The day had left me feeling so wiped out that I decided to rest on the sofa for five minutes. The last thing I expected was to doze. I woke with a start, unsure where I was and whether it was morning or evening. A glance at the clock told me it was almost five. I’d been out for almost three hours and had wasted so much of the day. Then I remembered my resolution. It wasn’t wasted time; it was relaxing time, something that regular people did. I stretched and, for a second, had another sense of Patrick. I shouldn’t be so worried that he was lost; he was somewhere near, trying to show me where to find him. If only I knew how.
What are you trying to tell me, Patrick?
On a balmy summer’s evening like this, it would have been nice to climb the clock tower and look out over the city, but I couldn’t face it alone. I moved towards the light. The view from the windows was still impressive. My eyes swam at the sea of colours, shapes and movement. Things were heightened in a city; the crush, the rush and volume increased tenfold. It was as if everyone had to wring every last minute from the day, make the most of each last drop of sun before it dimmed, in case it didn’t rise again the next morning.
From this perspective the people ceased to exist; they were just pinpricks moving down below, but their lives seemed to clog my throat and my senses. I felt an ache somewhere deep inside for everyone I didn’t know and would never meet and it was as though I could feel their emotions. My own li
fe seemed inconsequential and transient, filled with hopes and dreams that would never be fulfilled. Then I realized that this was how Patrick had suffered, by feeling too much and seeing the beauty and the ugliness of the world, the hope and the despair.
A feeling of complete sadness swept over me and I held on to the window for support. I’d seen heaven and hell through Patrick’s eyes and the sensation had left me reeling.

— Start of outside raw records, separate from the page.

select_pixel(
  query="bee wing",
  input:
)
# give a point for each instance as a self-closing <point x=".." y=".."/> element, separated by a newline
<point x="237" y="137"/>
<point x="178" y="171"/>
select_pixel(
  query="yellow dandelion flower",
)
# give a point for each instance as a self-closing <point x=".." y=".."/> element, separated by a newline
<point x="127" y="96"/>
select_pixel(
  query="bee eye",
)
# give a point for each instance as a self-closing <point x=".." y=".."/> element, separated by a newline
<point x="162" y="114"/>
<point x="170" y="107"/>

I grabbed my bag, letting the door close behind me, and tumbled downstairs on to the street. Heat didn’t dissipate in the city; it was retained by all the glass, concrete, brick and steel. It hit me like a wave. My feet pounded the pavement as I thought how easy it was to be invisible here; sometimes I found this comforting, but not tonight. Everyone seemed to know where they were going, but I was directionless.
I sat at a table by the window of the first cafe I found, ordered a glass of iced water and tried to remember who I was: my life had again taken on the semblance of a dream. Maybe the stuff that had happened at Benedict House was real and I was dreaming now. Patrick had studied philosophy and often rambled on about alternate realities. I always figured that his head was so messed up he saw things that weren’t there, but maybe he saw things the rest of us missed.
I left the cafe and walked past an Italian restaurant, still weighed down by my own sadness. I stopped dead outside. The beach boy was eating spaghetti with a girl – a different girl – and they were sharing the same strand and meeting in the middle. He wasn’t just handsome, he was completely beautiful, and I didn’t know how it had escaped me before. He took my breath away and made my aching loneliness worse. It seemed as if everyone had someone, and at that moment I was sure that someone was better than no one. It was easy to banish Sara’s words from my mind. There was one person who understood me and liked me, warts and all. I don’t know what he thought of my message, but he came, as I knew he would.